Más allá de las críticas que puedan – y, tal vez, deban – hacerse a la propuesta, habrá de convenirse en que muchas reacciones han descansado en la imperfecta comprensión de ella; en la más o menos acostumbrada incapacidad de la prensa no especializada para informar con un mínimo de precisión cuando hay aspectos técnicos involucrados; y, por cierto, en las reacciones de los políticos, siempre más cercanas al slogan que al razonamiento.

Dicho lo anterior, la propuesta planteada por Jorge Bofill, Héctor Hernández, Jaime Couso, Juan Domingo Acosta, Alex Van Weezel, Francisco Maldonado, Antonio Bascuñán, Juan Pablo Cox y Javier Wilenmann, merece un análisis racional y sensato, ajeno a las luces y la palabra fácil. Y esto supone, como primera cuestión, leer de primera fuente la propuesta y no limitarse a repetir lo que la prensa malamente reproduce. El anteproyecto de Código Penal en el que trabajaron estos nueve abogados puede leerse en https://goo.gl/3VbviN.

Sin embargo, en lo que podríamos llamar la crítica “prejurídica” o, mejor, extrajurídica, habrá de reconocerse que elaborar un proyecto de Código Penal entre nueve hombres y, en particular, proponer una modificación en un área tan sensible como el de los delitos sexuales, de los que son las mujeres las víctimas abrumadoramente mayoritarias, sin incluir la opinión de alguna abogada penalista, parece un desatino. Es curioso que ninguno de los nueve integrantes, hombres todos reconocidamente inteligentes, haya reparado en la conveniencia de contar con la visión de mujeres tan inteligentes como ellos, aunque por desgracia no sean tan reconocidas. Porque, estamos ciertos, abogadas penalistas de intelecto igual o superior al de estos nueve abogados debe haber, y varias. Cuestión distinta es la invisibilidad a la que, como casi todas las mujeres, las condena un mundo enamorado del hombre inteligente a la par que aterrado de las mujeres igual de inteligentes. En cualquier caso, fue una desafortunada decisión política y un error inexcusable en hombres inteligentes el adscribirse a comisiones que pretenden aconsejar sobre delitos que afectan especialmente a las mujeres sin advertir la inconveniencia de la exclusión de ellas.

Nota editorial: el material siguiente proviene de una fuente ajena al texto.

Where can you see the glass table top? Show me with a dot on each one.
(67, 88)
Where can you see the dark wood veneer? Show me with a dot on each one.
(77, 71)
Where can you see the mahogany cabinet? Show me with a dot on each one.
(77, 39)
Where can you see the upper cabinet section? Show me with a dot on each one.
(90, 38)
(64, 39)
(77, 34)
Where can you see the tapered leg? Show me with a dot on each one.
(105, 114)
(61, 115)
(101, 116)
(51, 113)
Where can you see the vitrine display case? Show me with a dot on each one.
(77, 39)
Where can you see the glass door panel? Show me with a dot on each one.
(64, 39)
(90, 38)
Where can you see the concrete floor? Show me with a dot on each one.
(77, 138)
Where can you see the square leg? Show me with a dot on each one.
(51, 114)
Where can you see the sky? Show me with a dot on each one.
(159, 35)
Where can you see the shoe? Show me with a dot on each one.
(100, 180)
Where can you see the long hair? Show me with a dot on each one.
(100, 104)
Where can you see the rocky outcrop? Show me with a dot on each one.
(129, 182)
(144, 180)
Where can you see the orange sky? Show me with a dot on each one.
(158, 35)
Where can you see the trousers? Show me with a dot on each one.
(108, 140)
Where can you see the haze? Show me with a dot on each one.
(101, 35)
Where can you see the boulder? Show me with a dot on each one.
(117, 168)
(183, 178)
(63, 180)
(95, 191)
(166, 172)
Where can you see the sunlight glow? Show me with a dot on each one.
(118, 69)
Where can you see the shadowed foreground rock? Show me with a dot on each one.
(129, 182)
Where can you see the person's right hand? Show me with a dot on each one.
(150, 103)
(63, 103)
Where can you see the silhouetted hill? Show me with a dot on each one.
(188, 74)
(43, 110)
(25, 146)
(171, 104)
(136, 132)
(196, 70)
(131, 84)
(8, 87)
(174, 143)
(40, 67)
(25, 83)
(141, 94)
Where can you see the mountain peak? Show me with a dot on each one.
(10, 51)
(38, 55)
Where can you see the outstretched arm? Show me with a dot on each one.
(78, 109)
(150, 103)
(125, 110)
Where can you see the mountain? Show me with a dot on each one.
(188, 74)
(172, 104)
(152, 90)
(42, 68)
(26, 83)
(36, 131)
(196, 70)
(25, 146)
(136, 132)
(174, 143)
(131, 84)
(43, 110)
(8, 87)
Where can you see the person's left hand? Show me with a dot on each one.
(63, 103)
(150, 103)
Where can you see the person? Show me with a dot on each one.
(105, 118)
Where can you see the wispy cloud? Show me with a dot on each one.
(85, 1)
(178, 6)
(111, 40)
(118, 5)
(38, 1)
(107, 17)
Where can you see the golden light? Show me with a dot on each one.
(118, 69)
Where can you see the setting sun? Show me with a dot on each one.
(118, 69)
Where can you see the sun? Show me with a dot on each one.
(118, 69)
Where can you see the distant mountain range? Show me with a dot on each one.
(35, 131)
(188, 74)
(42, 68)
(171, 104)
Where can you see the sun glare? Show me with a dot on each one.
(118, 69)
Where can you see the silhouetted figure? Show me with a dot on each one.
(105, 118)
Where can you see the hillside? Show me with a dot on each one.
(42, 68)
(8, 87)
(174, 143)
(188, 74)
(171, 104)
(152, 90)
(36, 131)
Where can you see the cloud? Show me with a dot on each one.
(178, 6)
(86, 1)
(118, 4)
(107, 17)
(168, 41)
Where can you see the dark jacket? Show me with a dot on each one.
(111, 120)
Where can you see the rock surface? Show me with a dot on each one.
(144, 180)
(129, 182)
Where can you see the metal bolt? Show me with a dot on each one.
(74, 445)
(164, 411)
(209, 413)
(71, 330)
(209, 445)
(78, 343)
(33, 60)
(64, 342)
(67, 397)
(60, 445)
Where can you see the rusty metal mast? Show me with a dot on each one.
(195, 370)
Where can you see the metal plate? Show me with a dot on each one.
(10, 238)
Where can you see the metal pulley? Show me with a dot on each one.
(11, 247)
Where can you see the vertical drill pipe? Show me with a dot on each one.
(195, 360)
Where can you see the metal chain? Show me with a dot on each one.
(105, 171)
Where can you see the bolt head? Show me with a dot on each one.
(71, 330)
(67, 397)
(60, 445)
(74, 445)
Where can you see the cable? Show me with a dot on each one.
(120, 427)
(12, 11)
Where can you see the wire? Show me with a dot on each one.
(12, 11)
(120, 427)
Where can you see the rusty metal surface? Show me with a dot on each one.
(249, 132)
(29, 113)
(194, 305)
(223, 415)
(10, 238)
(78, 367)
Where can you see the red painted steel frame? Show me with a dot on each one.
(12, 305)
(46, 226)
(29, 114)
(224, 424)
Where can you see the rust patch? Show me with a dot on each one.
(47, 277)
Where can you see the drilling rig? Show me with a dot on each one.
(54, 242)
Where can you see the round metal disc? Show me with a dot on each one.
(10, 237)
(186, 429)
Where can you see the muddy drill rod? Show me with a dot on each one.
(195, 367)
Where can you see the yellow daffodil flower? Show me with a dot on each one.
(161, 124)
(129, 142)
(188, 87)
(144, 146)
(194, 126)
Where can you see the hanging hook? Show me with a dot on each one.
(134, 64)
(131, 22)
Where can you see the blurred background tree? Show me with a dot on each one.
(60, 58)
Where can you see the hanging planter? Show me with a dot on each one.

Todo indica que el debate recién comienza. Es el momento de insistir en sistematizar las normas penales y en actualizar un Código Penal que presenta anacronismos incompatibles con un derecho penal de un Estado democrático de derecho. Es esperable que la academia deje espacio también al razonamiento público y democrático, pues lo que es justo es un asunto que concierne a la sociedad toda y no solo a los abogados o profesores de derecho. Y también sería conveniente que futuros proyectos integren la voz de las mujeres expertas en derecho penal, porque con ellas seguramente mejorará la calidad de las propuestas, como suele ocurrir a mayor variedad y diversidad de participantes.